RFC 2822 Mailbox
Someone emailed me asking if I had a regex to validate an E-mail address. I didn't so I just refered him to the regexlib I knew there were plenty there. But he said he had been there and none satisfied his criteria. Basically RRFC 2822. I was able to apply a quick fix to a regex they were trying to use, but later on when I had some time I looked closely at the spec. and took a shot at writing a regex to validate it.
First off let me say this, The RFC 2822 specification is not just and E-mail address, that's only a part of it, but I only looked at the address portion, and even with that I didn't try to handle the obsolete components.

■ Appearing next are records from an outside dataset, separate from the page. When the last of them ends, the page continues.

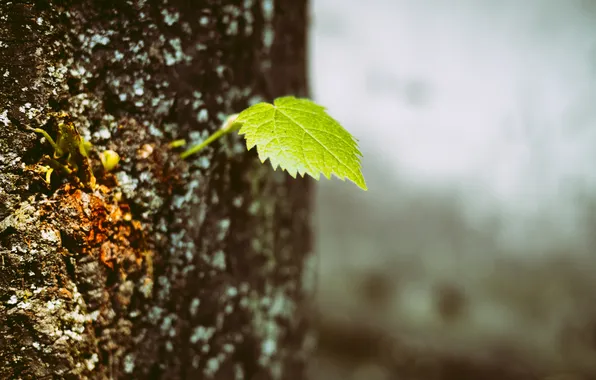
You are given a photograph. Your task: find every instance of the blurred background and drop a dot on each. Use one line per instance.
(472, 254)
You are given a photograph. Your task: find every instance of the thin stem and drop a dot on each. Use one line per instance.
(209, 140)
(229, 126)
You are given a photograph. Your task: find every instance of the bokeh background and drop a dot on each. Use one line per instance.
(472, 254)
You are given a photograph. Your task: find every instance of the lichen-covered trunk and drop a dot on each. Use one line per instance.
(166, 268)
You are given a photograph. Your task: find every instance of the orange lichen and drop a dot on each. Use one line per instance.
(98, 225)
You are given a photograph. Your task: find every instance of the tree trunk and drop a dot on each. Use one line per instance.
(167, 268)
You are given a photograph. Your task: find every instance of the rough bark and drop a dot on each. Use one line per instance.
(168, 269)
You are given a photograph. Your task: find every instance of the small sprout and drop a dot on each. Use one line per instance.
(109, 160)
(177, 143)
(48, 174)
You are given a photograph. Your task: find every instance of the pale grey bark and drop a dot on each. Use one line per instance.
(170, 269)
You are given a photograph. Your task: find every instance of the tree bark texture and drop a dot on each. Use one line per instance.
(167, 269)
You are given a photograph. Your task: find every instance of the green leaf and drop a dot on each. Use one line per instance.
(300, 137)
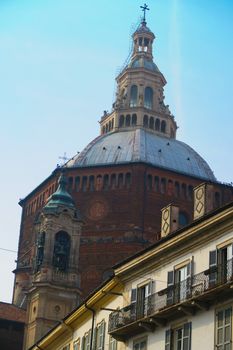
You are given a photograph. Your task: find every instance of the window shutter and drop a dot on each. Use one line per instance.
(83, 343)
(168, 336)
(133, 295)
(94, 339)
(170, 284)
(103, 336)
(187, 334)
(190, 270)
(212, 266)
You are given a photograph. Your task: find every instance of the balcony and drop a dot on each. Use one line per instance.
(195, 293)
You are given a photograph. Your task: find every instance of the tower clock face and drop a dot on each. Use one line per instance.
(97, 210)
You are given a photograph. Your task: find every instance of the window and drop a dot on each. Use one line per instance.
(179, 338)
(224, 329)
(76, 345)
(151, 123)
(148, 98)
(163, 126)
(141, 298)
(86, 340)
(61, 251)
(121, 121)
(179, 283)
(221, 265)
(140, 344)
(133, 96)
(112, 343)
(67, 347)
(134, 119)
(100, 333)
(145, 121)
(127, 121)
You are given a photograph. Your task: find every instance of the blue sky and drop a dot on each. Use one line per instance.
(58, 61)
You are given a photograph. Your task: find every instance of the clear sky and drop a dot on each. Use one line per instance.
(58, 61)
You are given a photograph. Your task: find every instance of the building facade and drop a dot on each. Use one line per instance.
(123, 178)
(176, 294)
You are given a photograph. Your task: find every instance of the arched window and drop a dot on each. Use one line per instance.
(128, 180)
(127, 120)
(133, 96)
(40, 242)
(145, 121)
(163, 126)
(120, 180)
(92, 183)
(70, 183)
(61, 251)
(121, 121)
(163, 185)
(113, 181)
(134, 119)
(77, 183)
(106, 182)
(148, 100)
(157, 124)
(151, 123)
(84, 183)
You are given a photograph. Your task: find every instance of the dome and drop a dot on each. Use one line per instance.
(140, 145)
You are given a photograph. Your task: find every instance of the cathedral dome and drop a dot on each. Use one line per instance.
(141, 145)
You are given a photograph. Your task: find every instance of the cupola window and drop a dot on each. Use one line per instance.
(163, 126)
(133, 96)
(61, 251)
(148, 100)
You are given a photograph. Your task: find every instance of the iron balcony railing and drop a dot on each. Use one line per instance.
(192, 287)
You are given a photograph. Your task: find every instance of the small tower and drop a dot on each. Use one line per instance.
(54, 290)
(140, 91)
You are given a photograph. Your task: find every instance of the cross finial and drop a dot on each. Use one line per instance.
(144, 9)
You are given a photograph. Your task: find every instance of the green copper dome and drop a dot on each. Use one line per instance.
(60, 198)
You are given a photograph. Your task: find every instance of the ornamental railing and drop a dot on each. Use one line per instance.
(189, 288)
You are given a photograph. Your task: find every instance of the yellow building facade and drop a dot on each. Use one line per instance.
(174, 295)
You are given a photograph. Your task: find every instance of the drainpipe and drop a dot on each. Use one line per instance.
(92, 325)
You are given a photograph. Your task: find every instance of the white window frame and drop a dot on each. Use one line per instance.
(139, 342)
(221, 344)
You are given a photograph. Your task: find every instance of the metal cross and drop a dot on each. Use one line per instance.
(64, 158)
(144, 9)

Second nothing in the spec. that I read, limits the domain name to com, org, or any of the in use high level names. Or limits the range of an IP address. SO the spec :mailbox” might not be an E-mail address as you commonly think
Third if you need a 100% rock solid check for e-mail, don't use a regex. Yes yes regexes are great but I'm not sure you can validate to the letter of the spec with a regex. Mostly because one of the components is self-describing (ccontent). It is basically
A = B or C or D
D = (A) – A (or multiple A's) enclosed in parentheses and whitespaces.
How you would handle that with a regex? I don't know, so I fudged that part.
After playing around with it for a while I finally got it working but even before I finish I realized that If wasn't as far along as I was I would have done it differently and done it like Darren talk about here. I did later go back and do it that way in code and it's a lot easier to maintain. It's not optimized in any way, shape fashion or form. I did a few simple test and both worked. I didn't really stress them out as they both bogged down my system. I may post the regex on the regexlib or post the code here later if anyone has any interest in see them. It's a monster regex. I may just let sleeping dogs lie.
After working on both versions I realize that trying to validate to the specifications is probably too much in most cases. An E-mail regex is probably a good candidate for the 80/20 rule where it work 80% of the time but failed on those extreme rare examples.